Nigel had decided to put his cards on the table. He spoke of his association with Superintendent Blount, and his acquaintance with Robert Seaton. He said he wanted to fill in the picture of the Seaton’s past, of which he only knew the bare outlines at present. He hinted that, on the barter principle, he would do his best in return for Mr Keeley’s reminiscences, to see that the Redcote Gazette got an exclusive story of the Ferry Lacey affair as soon as it could be released.
‘What’s this Ferry Lacey murder to do with Bob Seaton?’
‘Ah, that’d be telling.’
‘I don’t know that the Gazette is so interested in exclusive stories, Mr Strangeways. We’re not Fleet Street. And we have a high opinion of Mr Seaton in these parts.’
‘You can’t have a higher opinion of him than I have. Police investigations are a hellish experience for any one who gets involved, and I want to take the brunt of this one off him as much as possible.’
‘Aye, he’s had enough trouble in his life, has Bob. I’m not keen to make any more for him.’
‘Believe me, Mr Keeley,’ said Nigel earnestly, ‘I’d not be here if I thought there was any danger of that. It’s simply that this investigation has become concentrated on Plash Meadow, let’s hope only temporarily. I admire Seaton tremendously. I’d like to help him—and his family, of course. But I can’t until I know more of the background.’
The editor gave Nigel a long, considering look. Then he lumbered to the door, half opened it, called out, ‘Mr Arthurs, I’m not to be disturbed for half an hour,’ and sat down again.
‘You knew Seaton as a boy?’ Nigel asked.
‘Aye, we grew up together here—him and me and Oswald. Went to school together and got up to all sorts of mischief.’
‘Old Mr Seaton, their father, was a bit of a terror, so I gather.’

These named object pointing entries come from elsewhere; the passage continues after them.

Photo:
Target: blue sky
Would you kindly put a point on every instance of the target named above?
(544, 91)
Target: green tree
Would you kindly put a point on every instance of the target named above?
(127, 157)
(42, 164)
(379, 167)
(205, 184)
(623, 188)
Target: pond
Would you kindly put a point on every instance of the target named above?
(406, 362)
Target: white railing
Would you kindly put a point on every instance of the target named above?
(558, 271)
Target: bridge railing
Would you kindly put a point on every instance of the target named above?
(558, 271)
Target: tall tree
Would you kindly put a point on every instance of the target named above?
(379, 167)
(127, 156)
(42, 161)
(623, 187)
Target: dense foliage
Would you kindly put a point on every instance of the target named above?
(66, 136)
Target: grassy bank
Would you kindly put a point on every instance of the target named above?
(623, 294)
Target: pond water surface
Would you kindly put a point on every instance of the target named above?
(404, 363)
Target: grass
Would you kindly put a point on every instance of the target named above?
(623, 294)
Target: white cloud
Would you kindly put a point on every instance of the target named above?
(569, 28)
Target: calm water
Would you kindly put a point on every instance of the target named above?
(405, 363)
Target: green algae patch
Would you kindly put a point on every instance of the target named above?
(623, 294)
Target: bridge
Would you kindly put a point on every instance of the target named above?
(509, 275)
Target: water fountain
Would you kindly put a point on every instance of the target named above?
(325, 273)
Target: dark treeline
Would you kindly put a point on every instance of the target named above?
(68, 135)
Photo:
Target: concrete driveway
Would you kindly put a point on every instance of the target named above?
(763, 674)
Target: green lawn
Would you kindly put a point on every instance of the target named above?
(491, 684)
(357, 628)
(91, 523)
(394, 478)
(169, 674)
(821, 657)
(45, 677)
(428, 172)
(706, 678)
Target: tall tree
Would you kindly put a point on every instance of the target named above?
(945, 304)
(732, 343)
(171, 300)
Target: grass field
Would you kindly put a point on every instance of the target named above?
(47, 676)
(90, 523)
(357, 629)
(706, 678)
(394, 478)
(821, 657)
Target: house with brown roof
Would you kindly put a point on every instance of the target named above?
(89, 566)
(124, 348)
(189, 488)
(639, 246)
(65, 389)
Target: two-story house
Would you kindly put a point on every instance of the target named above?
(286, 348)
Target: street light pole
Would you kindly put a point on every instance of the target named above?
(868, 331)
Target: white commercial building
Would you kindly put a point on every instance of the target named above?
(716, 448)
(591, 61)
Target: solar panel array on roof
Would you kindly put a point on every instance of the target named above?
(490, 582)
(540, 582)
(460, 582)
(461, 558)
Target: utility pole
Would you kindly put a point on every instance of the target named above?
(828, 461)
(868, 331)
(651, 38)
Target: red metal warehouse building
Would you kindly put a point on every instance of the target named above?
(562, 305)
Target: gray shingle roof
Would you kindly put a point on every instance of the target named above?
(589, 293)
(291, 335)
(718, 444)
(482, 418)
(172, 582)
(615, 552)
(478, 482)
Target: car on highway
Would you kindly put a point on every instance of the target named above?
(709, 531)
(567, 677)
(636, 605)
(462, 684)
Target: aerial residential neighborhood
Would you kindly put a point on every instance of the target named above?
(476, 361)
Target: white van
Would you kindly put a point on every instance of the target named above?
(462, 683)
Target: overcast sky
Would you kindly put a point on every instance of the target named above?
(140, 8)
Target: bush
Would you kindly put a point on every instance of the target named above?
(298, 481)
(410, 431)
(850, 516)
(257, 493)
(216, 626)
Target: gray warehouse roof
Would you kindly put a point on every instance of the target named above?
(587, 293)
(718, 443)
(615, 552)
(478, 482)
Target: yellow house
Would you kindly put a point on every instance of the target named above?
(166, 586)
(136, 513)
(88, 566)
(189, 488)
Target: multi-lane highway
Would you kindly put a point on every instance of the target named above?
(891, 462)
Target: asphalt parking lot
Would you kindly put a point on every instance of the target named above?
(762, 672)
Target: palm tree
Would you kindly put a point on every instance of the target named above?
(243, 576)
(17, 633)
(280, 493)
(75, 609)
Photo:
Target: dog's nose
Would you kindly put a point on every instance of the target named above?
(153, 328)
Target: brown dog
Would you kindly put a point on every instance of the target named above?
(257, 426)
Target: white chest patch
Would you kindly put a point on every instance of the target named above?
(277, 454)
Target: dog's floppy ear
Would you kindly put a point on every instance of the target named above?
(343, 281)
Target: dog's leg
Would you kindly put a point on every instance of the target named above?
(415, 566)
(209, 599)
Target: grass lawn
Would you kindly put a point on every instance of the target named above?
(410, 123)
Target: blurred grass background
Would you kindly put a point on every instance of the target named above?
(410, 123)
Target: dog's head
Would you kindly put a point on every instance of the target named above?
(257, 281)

‘He lived according to his lights, Mr Strangeways. He put Redcote on the map, give him that. Started with a little shop and worked up to this factory. Regular, old-fashioned success story. Oh, he was a genius in his way. But Redcote’s not been the same since. It’s a betwixt-and-between sort of place now—half industrial, half rural—can’t make up its mind what it is. Not that James Seaton cared what happened to Redcote. He was out to make his pile; and he made it; and then he tried to become a country gentleman.’
‘But as a person? A father?’
Mr Keeley very deliberately moved a pot of paste to one side of his desk, took up a pencil and began doodling. The Oxfordshire accent became more noticeable in his voice.
‘I don’t mind telling you, my blood boils even now when I think of the way he treated those two. Beatings, browbeatings, sermons, emotional outbursts. He was Chapel, you know. A real hell-fire Puritan. And damned tricky in business, like those canting Chapel hypocrites are apt to be. That’s off the record—must remember my local advertisers! I suppose, in a way, it helped to make Bob a poet. He had to escape, and writing was his escape. But it’s a wonder he wasn’t warped for life, like his brother.’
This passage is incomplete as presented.